最悪の予想がハズレて嬉しいけど、これはこれでなかなかキツイな! ⋯⋯オエッ!」
頭が目の前の現実を理解できないのか、気持ち悪さに嘔吐く。
月穂とコンは完全に戦意を失っている。
(二人とも虫はアウトか。コンは植物、本能的に食われる恐怖からかな)
「月穂、コンと一緒に下がってろ! 俺がやる!」
ウルウルしながら十三を見つめる月穂とコンを尻目に、十三は気合を入れ直す為に拳同士をガツン! と合わせる。
それを合図にムカデが鎌首をもたげた。
「うっ! デカイ、それにあの腹側の気持ち悪さ⋯⋯」
ムカデは餌を見つけた嬉しさか、ガチャガチャと口と足をザワつかせた。
「イィヤァー!」
余りの気持ち悪さに月穂とコンは白目を向いて倒れた。
(完全に脱落か⋯⋯
一人でケリつけないと皆が餌になってしまう。
気合を入れろ十三!)
フッ! と息を吐き全力でムカデに向かい拳を突き出すが、動きとイメージに差が生じた。
(うおっ! なんだこれ、スピードが上がってる!?
ちょっ、インパクト合わせにくいぞ!)
自分の戦闘イメージと動きが合っていない。
十三の拳はムカデに当たるが全くダメージを与えていない、スピードだけで威力はほぼ無いようだ。
(ウサギから力を受けた影響か? 少しスピードアップしてたんだな。
有り難いけど身体の感覚に全く馴染んでない、今すぐ調整しないと)
ムカデは上から十三に噛み付こうと、もたげていた鎌首をムチのようにくねらせながら攻撃してきた。
(なんだこの動き!? くねりながら来るから動きが読めない!)
初めて見る生き物の動きに十三は初動が少し遅れた。
十三が避けた先に体節をぐるりと曲げて噛み付いてくる。
予想できない動きに避けきれず少し左腕にかすった。
(ぐっ⋯⋯危なっ! 各関節を使ってとんでもない動きをしてくるな。
左の二の腕に受けたかすり傷が熱い⋯⋯
まさか⋯⋯毒?)
バックステップをして距離をとり、左腕の服の袖を引きちぎって上腕にキツく縛りつける。
(くそ⋯⋯塗り薬は携帯してるけどリュックの中だ。
月穂とコンは戦線離脱してるし⋯⋯短期戦だな、即決めないとヤバイ)
十三は全力でムカデの周囲を縦横無尽に駆け回る。

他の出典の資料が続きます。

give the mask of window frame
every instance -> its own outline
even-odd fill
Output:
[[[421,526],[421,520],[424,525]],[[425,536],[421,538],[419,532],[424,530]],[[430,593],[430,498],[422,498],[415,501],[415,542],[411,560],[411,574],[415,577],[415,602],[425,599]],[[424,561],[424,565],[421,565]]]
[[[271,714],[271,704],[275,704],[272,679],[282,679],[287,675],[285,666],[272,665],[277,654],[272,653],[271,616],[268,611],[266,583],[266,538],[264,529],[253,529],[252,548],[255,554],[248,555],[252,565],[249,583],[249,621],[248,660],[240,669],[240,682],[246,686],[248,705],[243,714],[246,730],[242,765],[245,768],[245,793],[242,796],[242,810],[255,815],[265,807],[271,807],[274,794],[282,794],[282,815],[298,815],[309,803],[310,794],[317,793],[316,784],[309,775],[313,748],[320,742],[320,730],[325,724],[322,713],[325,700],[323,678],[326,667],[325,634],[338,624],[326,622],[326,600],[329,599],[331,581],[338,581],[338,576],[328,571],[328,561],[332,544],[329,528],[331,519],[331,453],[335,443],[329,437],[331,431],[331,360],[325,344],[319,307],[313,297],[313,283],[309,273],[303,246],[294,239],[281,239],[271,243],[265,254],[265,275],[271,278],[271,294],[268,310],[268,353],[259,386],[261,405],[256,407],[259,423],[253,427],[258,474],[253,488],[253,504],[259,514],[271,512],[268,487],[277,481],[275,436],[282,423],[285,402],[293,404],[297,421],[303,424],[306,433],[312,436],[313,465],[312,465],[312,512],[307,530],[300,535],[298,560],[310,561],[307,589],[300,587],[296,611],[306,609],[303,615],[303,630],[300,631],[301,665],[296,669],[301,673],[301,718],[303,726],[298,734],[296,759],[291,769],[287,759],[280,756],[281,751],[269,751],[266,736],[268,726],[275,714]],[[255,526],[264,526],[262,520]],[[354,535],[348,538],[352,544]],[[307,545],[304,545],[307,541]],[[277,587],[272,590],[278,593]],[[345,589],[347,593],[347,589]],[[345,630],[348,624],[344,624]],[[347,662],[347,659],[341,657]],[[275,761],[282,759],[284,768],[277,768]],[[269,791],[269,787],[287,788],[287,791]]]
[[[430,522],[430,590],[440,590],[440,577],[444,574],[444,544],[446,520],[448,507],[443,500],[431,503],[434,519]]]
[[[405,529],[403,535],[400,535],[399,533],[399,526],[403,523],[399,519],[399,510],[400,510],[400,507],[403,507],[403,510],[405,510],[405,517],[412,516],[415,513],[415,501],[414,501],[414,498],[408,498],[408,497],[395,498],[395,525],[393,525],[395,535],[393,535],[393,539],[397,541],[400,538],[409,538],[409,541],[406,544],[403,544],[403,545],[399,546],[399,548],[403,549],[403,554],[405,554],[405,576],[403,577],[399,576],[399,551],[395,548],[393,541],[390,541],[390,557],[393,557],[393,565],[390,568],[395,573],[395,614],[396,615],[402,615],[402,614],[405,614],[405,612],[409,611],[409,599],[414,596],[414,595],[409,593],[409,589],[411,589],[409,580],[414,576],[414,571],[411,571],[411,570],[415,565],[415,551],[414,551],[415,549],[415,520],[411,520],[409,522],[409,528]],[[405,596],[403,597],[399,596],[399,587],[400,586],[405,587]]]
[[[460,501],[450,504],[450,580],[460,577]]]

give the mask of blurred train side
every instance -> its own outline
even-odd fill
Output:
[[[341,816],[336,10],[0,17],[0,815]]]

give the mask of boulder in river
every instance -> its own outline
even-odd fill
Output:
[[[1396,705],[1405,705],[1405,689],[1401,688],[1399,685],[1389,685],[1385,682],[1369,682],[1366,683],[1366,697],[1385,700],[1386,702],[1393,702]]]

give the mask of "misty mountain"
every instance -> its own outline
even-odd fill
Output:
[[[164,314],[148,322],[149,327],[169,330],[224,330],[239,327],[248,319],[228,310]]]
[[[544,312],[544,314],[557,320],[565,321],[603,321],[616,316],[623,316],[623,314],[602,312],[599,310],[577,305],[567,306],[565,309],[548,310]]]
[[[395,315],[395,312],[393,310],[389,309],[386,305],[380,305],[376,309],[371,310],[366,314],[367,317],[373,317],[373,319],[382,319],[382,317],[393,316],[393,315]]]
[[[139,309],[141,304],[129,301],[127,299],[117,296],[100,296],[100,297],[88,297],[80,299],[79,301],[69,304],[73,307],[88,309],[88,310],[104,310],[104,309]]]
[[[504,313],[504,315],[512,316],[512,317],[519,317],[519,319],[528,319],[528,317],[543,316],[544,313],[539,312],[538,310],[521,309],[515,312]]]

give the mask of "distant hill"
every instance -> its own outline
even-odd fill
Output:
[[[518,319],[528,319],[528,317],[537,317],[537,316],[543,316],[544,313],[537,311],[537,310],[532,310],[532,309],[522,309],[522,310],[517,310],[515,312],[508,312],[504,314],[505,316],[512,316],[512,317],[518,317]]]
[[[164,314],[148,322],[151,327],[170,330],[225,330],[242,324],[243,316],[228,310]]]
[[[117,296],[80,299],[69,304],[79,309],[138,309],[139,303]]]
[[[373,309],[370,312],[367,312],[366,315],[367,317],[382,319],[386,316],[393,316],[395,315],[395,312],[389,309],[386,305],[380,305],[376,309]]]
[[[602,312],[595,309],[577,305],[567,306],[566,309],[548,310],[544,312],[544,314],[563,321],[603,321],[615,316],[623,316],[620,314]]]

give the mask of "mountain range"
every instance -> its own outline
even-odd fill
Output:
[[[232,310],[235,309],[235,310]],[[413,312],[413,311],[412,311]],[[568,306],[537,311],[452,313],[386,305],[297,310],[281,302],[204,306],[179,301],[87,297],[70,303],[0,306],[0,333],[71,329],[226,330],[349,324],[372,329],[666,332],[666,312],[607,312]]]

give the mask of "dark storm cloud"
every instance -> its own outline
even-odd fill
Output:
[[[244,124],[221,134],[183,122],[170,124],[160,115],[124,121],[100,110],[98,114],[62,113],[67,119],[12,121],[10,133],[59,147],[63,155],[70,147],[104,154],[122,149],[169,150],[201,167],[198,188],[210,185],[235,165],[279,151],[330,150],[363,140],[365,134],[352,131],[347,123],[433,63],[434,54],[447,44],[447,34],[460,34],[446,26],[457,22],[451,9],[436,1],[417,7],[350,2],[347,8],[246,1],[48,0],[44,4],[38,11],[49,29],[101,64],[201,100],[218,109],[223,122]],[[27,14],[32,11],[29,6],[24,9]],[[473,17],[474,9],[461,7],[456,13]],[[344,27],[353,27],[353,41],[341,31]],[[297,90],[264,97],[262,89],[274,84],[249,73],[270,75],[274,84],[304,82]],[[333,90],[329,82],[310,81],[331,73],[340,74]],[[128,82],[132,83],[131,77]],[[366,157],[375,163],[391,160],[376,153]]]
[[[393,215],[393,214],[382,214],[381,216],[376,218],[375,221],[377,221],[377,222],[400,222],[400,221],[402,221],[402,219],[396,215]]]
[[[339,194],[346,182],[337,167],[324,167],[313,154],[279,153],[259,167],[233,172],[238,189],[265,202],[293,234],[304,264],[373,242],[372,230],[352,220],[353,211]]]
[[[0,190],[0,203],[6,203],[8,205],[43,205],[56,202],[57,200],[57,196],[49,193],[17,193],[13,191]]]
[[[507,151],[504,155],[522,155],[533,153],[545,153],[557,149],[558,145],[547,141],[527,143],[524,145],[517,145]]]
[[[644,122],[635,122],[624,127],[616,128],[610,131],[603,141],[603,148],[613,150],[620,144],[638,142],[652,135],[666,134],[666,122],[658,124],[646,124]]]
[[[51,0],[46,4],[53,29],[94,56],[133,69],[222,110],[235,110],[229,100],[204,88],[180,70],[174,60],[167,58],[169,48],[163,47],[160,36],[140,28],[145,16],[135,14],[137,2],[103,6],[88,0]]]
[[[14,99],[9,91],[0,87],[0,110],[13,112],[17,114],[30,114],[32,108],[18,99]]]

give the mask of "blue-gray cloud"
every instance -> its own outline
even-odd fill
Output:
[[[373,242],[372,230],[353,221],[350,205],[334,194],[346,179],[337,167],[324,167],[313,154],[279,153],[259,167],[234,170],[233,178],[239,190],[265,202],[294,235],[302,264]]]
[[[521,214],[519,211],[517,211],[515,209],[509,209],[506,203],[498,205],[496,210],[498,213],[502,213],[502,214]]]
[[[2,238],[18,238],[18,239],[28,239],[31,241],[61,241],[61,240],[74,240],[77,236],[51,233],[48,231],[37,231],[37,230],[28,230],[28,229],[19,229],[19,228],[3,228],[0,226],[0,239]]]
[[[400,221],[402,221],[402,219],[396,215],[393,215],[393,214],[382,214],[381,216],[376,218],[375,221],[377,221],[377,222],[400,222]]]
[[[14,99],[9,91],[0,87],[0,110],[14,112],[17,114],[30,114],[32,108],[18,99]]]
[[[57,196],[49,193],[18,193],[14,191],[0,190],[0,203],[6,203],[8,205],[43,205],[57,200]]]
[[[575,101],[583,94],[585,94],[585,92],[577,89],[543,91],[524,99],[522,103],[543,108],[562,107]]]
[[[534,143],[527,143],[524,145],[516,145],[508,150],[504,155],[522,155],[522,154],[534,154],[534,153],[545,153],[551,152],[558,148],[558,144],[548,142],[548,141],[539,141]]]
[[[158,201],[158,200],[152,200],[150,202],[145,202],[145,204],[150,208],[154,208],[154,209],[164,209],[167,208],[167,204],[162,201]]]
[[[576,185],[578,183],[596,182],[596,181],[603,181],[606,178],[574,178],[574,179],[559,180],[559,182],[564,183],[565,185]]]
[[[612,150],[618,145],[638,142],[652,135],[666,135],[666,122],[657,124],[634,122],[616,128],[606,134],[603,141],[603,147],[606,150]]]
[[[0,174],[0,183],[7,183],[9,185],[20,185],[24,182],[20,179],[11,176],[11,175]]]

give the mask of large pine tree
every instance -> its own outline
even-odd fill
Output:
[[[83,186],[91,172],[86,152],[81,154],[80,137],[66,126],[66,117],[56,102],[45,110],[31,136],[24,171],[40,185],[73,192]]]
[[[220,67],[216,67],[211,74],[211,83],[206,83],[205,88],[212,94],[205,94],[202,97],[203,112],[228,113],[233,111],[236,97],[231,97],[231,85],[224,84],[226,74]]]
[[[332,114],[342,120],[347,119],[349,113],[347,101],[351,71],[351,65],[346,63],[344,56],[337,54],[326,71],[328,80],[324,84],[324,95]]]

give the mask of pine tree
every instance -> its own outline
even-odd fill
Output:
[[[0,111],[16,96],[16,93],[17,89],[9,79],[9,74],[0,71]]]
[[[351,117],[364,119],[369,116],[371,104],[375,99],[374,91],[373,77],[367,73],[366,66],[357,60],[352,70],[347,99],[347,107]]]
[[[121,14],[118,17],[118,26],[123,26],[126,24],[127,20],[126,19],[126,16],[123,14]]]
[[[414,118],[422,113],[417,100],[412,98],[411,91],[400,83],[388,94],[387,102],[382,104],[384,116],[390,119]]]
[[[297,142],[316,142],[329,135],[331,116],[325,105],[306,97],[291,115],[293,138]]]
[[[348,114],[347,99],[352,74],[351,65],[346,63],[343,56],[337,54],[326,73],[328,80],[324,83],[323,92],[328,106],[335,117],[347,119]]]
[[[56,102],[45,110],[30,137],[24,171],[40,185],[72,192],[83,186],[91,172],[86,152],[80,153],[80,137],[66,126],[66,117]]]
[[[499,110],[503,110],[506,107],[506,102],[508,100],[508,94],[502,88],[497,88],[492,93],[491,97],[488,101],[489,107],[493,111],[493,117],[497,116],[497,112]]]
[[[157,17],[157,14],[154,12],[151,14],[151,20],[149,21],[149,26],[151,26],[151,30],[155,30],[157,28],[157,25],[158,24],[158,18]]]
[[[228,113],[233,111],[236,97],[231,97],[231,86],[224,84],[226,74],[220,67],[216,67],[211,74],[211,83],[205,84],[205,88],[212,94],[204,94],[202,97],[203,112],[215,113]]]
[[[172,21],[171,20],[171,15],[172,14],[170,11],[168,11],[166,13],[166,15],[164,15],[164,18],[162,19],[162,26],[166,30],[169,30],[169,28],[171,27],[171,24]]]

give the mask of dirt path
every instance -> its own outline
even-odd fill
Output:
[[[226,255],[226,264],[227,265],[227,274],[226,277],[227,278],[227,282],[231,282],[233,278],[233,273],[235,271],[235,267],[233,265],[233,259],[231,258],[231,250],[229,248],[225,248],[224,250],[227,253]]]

自分に備わったスピードの感覚を掴むためだ。
ムカデはそのスピードが見えているのか、我武者羅なのか頭をくねらせ食いつこうとしてくる。
その不規則なムカデの動きを見ながら動き続け、少しスピードに慣れた時、十三は気をさらに練り上げた。
そして地属性の初級、《地装》を拳に発動させムカデの硬そうな外殻に対応させようとしたが、うまくいかない。
まだ極限の実践で使用できるほど熟練されていないせいで制御出来ない。
(チッ⋯⋯まだ実戦では無理か、ならせめて⋯⋯)
十三は魔法を発動させるのでは無く、地属性イメージの魔素を属性鍛錬の時にした指先に灯すようなイメージで拳に流した。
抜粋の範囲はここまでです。